Tiene ancora banco la questione dei contratti statali: i dipendenti pubblici aspettano infatti ancora la firma del rinnovo che dovrebbe portare all’aumento degli stipendi bloccati dal 2009. L’accordo quadro è già stato firmato da Cgil, Cisl e Uil e dal governo lo scorso 30 novembre ma la trattativa all’Aran, l’Agenzia per la rappresentanza negoziale delle pubbliche amministrazioni, non è ancora partita ufficialmente. A riguardo i sindacati hanno avanzato nelle scorse settimane la richiesta al governo di rispettati i tempi del rinnovo dei contratti statali e di avviare il tavolo della trattativa all’Aran. Quello delle risorse da stanziare per l’aumento degli stipendi dei dipendenti pubblici resta uno dei nodi da sciogliere. Per sbloccare i contratti statali saranno infatti stanziate quest’anno, in aggiunta alle risorse investite lo scorso anno, circa metà di quanto necessario per garantire gli 85 euro medi lordi mensili stabiliti con l’intesa di fine 2016. A sottolinearlo è stato lo stesso ministro della Pubblica amministrazione Marianna Madia che ha chiarito che la restante parte delle risorse sarà stanziata il prossimo anno: in totale ci vorranno 2,5 miliardi di euro.

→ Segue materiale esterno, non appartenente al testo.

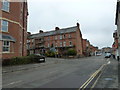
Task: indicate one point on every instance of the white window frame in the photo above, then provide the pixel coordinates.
(4, 25)
(69, 35)
(70, 42)
(56, 45)
(64, 44)
(55, 37)
(48, 45)
(7, 46)
(4, 6)
(61, 37)
(64, 36)
(61, 44)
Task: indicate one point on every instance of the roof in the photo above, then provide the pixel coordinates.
(54, 32)
(7, 37)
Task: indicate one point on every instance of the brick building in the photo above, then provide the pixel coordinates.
(117, 23)
(13, 28)
(88, 49)
(58, 40)
(115, 43)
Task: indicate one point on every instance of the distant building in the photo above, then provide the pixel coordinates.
(58, 40)
(13, 28)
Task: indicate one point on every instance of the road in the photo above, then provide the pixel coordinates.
(63, 73)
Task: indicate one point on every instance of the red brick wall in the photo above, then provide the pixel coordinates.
(16, 14)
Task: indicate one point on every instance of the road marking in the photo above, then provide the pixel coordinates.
(95, 82)
(16, 82)
(109, 62)
(91, 78)
(53, 71)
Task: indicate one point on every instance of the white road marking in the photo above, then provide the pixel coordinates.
(16, 82)
(53, 71)
(108, 59)
(109, 62)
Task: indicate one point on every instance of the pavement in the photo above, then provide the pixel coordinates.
(8, 69)
(109, 76)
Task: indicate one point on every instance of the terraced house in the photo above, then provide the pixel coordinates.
(58, 40)
(13, 28)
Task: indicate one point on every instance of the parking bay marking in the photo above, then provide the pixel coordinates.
(91, 78)
(16, 82)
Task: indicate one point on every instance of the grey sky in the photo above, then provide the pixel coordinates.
(96, 18)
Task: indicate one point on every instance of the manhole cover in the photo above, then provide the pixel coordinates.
(108, 79)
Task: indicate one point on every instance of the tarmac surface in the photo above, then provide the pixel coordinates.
(108, 78)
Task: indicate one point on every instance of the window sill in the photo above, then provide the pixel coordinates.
(7, 52)
(5, 11)
(3, 32)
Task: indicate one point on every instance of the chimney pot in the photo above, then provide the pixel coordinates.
(57, 28)
(41, 31)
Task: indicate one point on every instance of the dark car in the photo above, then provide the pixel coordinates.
(39, 57)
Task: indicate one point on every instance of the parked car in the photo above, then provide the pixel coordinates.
(39, 57)
(107, 55)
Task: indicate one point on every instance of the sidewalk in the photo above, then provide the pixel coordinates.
(7, 69)
(109, 76)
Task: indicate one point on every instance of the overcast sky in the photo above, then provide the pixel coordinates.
(96, 18)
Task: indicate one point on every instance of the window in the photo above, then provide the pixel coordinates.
(6, 46)
(60, 36)
(60, 44)
(5, 5)
(56, 45)
(64, 36)
(69, 35)
(48, 45)
(4, 25)
(70, 43)
(64, 44)
(48, 38)
(55, 37)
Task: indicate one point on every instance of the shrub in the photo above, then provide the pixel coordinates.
(71, 52)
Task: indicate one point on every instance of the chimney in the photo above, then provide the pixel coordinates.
(41, 31)
(57, 28)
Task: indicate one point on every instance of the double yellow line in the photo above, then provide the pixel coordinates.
(91, 78)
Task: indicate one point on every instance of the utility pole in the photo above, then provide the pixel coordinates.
(118, 25)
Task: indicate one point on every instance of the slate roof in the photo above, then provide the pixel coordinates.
(7, 37)
(54, 32)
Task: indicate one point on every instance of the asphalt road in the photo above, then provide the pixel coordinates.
(64, 73)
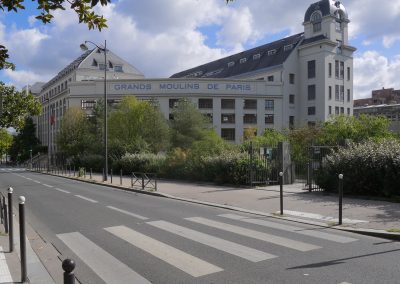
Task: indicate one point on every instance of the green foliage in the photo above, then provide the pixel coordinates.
(369, 168)
(15, 107)
(189, 125)
(83, 8)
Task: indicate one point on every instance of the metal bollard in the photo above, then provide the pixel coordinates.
(22, 239)
(10, 221)
(68, 266)
(340, 198)
(281, 190)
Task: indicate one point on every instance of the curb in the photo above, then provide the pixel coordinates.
(368, 232)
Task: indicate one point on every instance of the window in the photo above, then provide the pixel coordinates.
(337, 69)
(227, 104)
(341, 70)
(311, 69)
(291, 99)
(205, 103)
(228, 134)
(269, 104)
(311, 92)
(291, 78)
(88, 104)
(228, 118)
(173, 103)
(250, 104)
(250, 118)
(118, 68)
(269, 119)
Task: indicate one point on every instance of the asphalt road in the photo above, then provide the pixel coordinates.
(122, 237)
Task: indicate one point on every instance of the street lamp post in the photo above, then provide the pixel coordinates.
(84, 47)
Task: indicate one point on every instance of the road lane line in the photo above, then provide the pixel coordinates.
(288, 228)
(297, 245)
(106, 266)
(214, 242)
(190, 264)
(128, 213)
(61, 190)
(86, 198)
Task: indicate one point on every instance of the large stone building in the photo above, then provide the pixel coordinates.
(298, 80)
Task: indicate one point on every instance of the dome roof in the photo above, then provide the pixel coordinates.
(327, 7)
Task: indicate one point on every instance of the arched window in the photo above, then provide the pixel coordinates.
(316, 19)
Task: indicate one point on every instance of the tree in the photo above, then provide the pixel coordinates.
(188, 124)
(6, 140)
(16, 106)
(83, 8)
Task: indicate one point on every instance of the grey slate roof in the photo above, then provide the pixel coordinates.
(72, 66)
(220, 69)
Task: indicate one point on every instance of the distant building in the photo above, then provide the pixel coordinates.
(295, 81)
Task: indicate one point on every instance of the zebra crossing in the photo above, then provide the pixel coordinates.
(176, 257)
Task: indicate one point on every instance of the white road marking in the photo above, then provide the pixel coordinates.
(86, 198)
(214, 242)
(181, 260)
(106, 266)
(298, 230)
(321, 217)
(128, 213)
(5, 275)
(297, 245)
(61, 190)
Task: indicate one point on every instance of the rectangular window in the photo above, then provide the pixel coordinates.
(205, 103)
(291, 78)
(269, 119)
(291, 99)
(337, 69)
(227, 104)
(250, 104)
(341, 70)
(228, 118)
(311, 92)
(250, 118)
(311, 69)
(269, 104)
(228, 134)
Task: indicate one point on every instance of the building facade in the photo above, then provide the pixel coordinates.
(296, 81)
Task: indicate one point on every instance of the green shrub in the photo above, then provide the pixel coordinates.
(369, 168)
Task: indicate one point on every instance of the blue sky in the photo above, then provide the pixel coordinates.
(161, 37)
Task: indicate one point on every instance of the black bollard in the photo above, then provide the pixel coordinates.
(22, 239)
(10, 221)
(69, 265)
(340, 198)
(281, 190)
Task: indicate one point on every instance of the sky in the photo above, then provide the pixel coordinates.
(162, 37)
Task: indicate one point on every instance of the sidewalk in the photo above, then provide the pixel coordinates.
(300, 205)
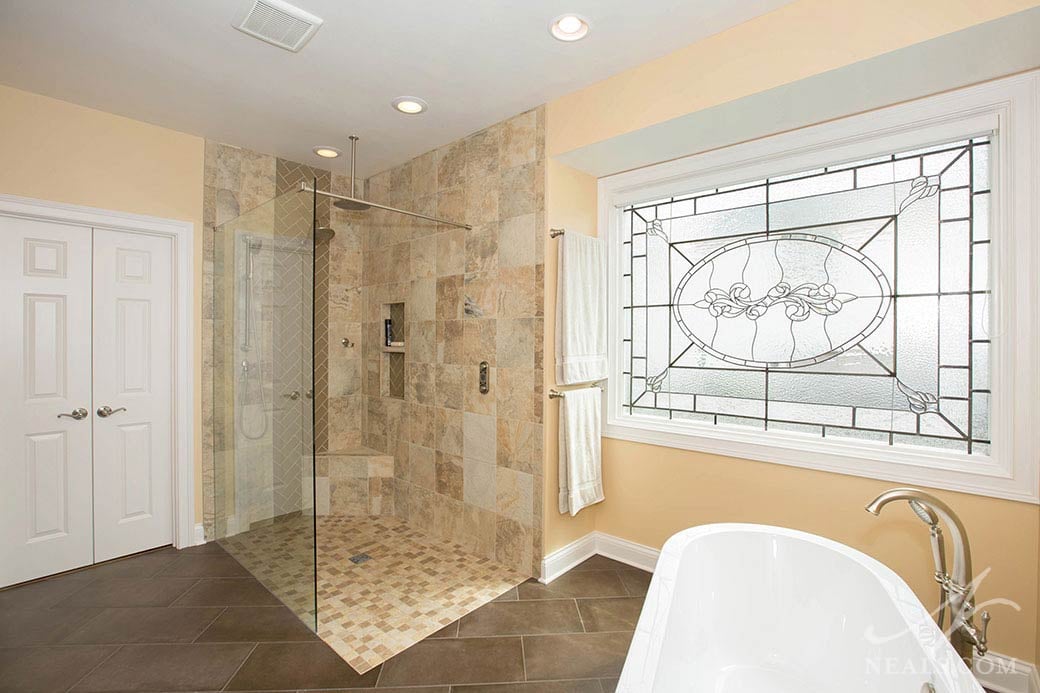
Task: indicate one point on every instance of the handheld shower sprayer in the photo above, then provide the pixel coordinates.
(938, 552)
(957, 587)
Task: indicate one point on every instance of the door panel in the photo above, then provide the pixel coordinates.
(45, 461)
(133, 376)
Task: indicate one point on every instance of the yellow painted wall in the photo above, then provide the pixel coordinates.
(653, 491)
(54, 150)
(570, 203)
(800, 40)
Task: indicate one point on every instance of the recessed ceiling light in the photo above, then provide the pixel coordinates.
(410, 105)
(569, 27)
(327, 152)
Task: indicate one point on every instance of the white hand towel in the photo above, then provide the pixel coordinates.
(580, 469)
(580, 310)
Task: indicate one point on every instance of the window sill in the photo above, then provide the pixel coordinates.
(898, 464)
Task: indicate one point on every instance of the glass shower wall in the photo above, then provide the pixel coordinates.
(263, 395)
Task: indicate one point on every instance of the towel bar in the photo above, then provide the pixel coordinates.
(559, 394)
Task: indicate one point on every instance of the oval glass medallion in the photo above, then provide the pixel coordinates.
(781, 301)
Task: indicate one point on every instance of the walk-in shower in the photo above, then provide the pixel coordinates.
(263, 276)
(338, 477)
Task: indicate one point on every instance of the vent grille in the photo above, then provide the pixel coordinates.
(279, 23)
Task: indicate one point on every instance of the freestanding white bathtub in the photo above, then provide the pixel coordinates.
(757, 609)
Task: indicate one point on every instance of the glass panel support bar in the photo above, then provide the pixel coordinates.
(307, 188)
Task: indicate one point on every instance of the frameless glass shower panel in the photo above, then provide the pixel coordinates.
(263, 409)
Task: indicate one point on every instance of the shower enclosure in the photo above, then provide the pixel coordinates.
(263, 395)
(374, 413)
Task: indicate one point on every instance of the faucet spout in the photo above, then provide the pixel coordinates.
(957, 587)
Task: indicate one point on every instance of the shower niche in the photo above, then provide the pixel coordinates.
(392, 381)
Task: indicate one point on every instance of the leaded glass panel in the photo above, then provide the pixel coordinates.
(848, 302)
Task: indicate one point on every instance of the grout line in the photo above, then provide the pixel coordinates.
(208, 625)
(523, 659)
(81, 626)
(80, 679)
(580, 620)
(181, 595)
(239, 667)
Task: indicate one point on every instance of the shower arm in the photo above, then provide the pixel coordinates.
(459, 225)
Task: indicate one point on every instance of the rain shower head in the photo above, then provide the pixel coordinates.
(352, 205)
(355, 204)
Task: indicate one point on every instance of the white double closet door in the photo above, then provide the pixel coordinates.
(85, 395)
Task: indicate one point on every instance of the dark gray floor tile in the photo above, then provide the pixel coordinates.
(42, 594)
(528, 617)
(166, 668)
(507, 596)
(47, 669)
(300, 666)
(609, 614)
(449, 631)
(145, 624)
(583, 656)
(575, 585)
(208, 547)
(205, 565)
(143, 565)
(600, 563)
(228, 592)
(128, 592)
(256, 624)
(587, 686)
(41, 626)
(637, 582)
(456, 661)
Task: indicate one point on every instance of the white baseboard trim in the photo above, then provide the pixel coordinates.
(1005, 674)
(996, 672)
(626, 552)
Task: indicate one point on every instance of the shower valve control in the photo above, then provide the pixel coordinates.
(485, 387)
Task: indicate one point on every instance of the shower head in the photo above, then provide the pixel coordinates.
(351, 205)
(355, 204)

È ancora il sindacato Anief ad essere il più duro e strenuo oppositore alla proposta sui contratti statali e sul rinnovo del publico impiego del governo: non convince l’aumento di “soli” 85 euro medi, con il sindacato che ritiene senza senso promettere una cifra che neanche potrà essere mantenuta per via della mancanza di fondi. «Sarebbe maggiormente equo un accordo che garantisca 105 euro in più, come nel privato. Invece appare sempre più chiaro che lo stipendio resterà sostanzialmente fermo fino al 2021. È chiaro che il problema resta sempre quello delle coperture economiche, lo stesso che sta ritardando i decreti attuativi che il Governo dovrebbe emettere per dare il via a partire dal prossimo 1 maggio alla pensione anticipata attesa da migliaia e migliaia di lavoratori», commenta Marcello Pacifico, presidente nazionale di Anief. «L’aumento di 85 euro sugli stipendi dei dipendenti pubblici sarebbe un vero tradimento dei lavoratori perché secondo la normativa vigente e la sentenza della Consulta nell’estate 2015, in attesa della firma del contratto, dal mese di settembre 2015 lo Stato avrebbe dovuto versare ad ogni dipendenti pubblico 105 euro di aumento medio, riconducibile ad una busta paga mensile di 1500», aveva aggiunto ieri a commento dei ritardi sul fronte delle trattative sui contratti statali.
Mentre viene attesa ancora la firma dell’emendamento Madia sul settore statali, tra contratti, assunzioni e licenziamenti, in Sicilia qualcosa si muove sotto il profilo dello sblocco per le nuove occupazioni, specie nei comuni più piccoli in maggiore difficoltà economica. Lo riporta Sicilia Oggi con annesse novità a riguardo del settore pubblico nella regione con i conti tra i più in sofferenza d’Italia: con i decreti in dirittura d’arrivo con la firma del Ministro Madia, è pronto lo sblocco del turn over per i comuni siciliani, dove la carenza di personale è purtroppo una verità all’ordine del giorno. Un dato su tutti: il tetto dei cambi negli enti locali è fermo al 25%, dove dovrebbe essere di gran lunga maggiore dato l’urgentissimo bisogno di lavoro con la disoccupazione giovanile che tocca vette purtroppo preoccupanti. Ora si spera nel rilancio con la riforma Pa che passa anche dallo sblocco le turn over, non solo in Sicilia chiaramente ma anche in tutte le altre realtà locali in forti difficoltà; i dati che sono arrivati ieri da Istat hanno spaventato vista la conferma del blocco pressoché totale degli aumenti di stipendio dal 2010 fino ad oggi. Nella scuola come nelle forze dell’ordine, la variazione tra 2010 e 2016 è dello 0%, una crescita praticamente inesistente nei contratti e negli emolumenti della Pubblica Amministrazione.